The father is jolted from his slumbers as the breeze carries her cries over the meadow.  In a moment he is on his feet,
running and rolling down to where she stands, trapped in the middle of the holly grove.

“Stay away,” the daughter begs, “I am captured.  A prisoner of the invisible.  You cannot save me, I am lost.”

“Hold on, my precious, you are not lost.” the father soothes, “I have the power to make the enemy visible to your eyes and
then you can overcome the terror that holds you.”

He begins to chant a strange incantation.  The sounds echo around the grove, haunting, chilling.  They are words that
speak of pain, of fear, of dreams lost and forgotten in the mists of time.  The words draw the unseen presence towards
him, it cannot resist the banquet that beckons.   Such a feast of fear in comparison to the meagre morsels offered by the
child.  The young girl feels it leaving her, feels it drawing away and taking the shadows with it. She watches, in
helplessness, as the unseen tormentor fuses with her father and is given form.  She stares in silent horror at the
manifestation before her.  Is this still her father?  One moment he is a hare, huge brown eyes glaring, whiskers twitching,
sniffing the air.  Sniffing her scent.  The next moment, it is her father she sees, her protector, her saviour.  His face
contorted and changing as he struggles to keep hold of his reality.  She knows he fights for his soul.  

“All is lost father,” she cries,  “The boy is gone and so are you.  What good to be free if I am all alone in the world?”

In the midst of the battle, she hears a loud noise like the crackle of a lightning strike. She turns, thinking of a new enemy, a
new battle.  
Her eyes come to rest on a nearby boulder.  On top of the boulder sits the biggest, fattest, greenest frog she has ever
seen.  He seems to smile as he croaks.

“I was once a tadpole,” he declares, “And look at me now.  The finest figure of a frog you ever saw.  I was a tadpole and
am now a frog, but I could be a Prince, little Princess, if you will help me.”

“I must help my father,” the girl cries, “I have no time to help frogs when my father is losing his soul.”

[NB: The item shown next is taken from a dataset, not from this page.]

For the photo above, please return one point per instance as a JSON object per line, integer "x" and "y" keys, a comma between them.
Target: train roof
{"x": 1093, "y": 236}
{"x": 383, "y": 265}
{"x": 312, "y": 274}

“You cannot help your father, only he can help himself.”  The frog croaks with a firmness that seems to have been born
from centuries of wisdom.  “His fate is in his own hands, and your fate is in your hands pretty child.  Pick me up, little
Princess,  and stroke my cool back.  Gaze into my enchanted eyes and you will see another world.  A world of secret
knowledge.  A world of transformation, where hares are men and men are hares but where hares and men can be
whatever they want to be if only they knew it.  Come, little Princess, come and find the door that will set you free.”

The girl stoops down and the frog leaps into her hand.  Gazing into his eyes she remembers things she once knew and did
not even know she had forgotten.

“You can fly up to heaven with me, little Princess. You can fly wherever you wish.”

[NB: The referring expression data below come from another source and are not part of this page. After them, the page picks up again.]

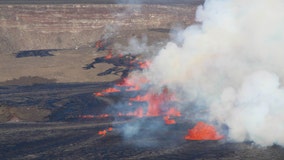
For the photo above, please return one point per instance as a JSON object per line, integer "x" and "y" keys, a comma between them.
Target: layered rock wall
{"x": 27, "y": 27}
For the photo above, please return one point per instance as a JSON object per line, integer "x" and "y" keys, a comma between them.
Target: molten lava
{"x": 203, "y": 131}
{"x": 108, "y": 56}
{"x": 173, "y": 112}
{"x": 104, "y": 132}
{"x": 144, "y": 65}
{"x": 169, "y": 121}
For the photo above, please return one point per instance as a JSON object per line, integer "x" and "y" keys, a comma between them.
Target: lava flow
{"x": 158, "y": 105}
{"x": 203, "y": 131}
{"x": 105, "y": 131}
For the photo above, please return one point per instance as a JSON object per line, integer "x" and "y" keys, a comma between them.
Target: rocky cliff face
{"x": 27, "y": 27}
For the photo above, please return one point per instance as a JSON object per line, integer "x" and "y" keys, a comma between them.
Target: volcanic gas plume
{"x": 230, "y": 64}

Raising her arm, she threw the frog high into the air.  He twirled around and around, his wet body glinting in the sunlight.  
He began to sing as he flew, a more beautiful song was never heard in the world of men.  He sang with the harmony of the
ocean and the joy of a thousand angels.  She watched as he grew wings and became an eagle,  soaring higher and higher
into the summer sky.  She watched until he was so high he was just a speck in the distance.  Smaller than a gnat and yet
larger than the whole Universe.

The man was mesmerised.  

The hare was hypnotised.

Only the child was free.

She awoke with a jolt and rubbed her sleepy eyes, realising it had all just been a dream.  Her father was still sleeping
quietly beside her.  She turned her face to look across the meadow.  Was that a scream she could hear or was it just the
soft rustle of leaves as the breeze blew gently through the holly grove?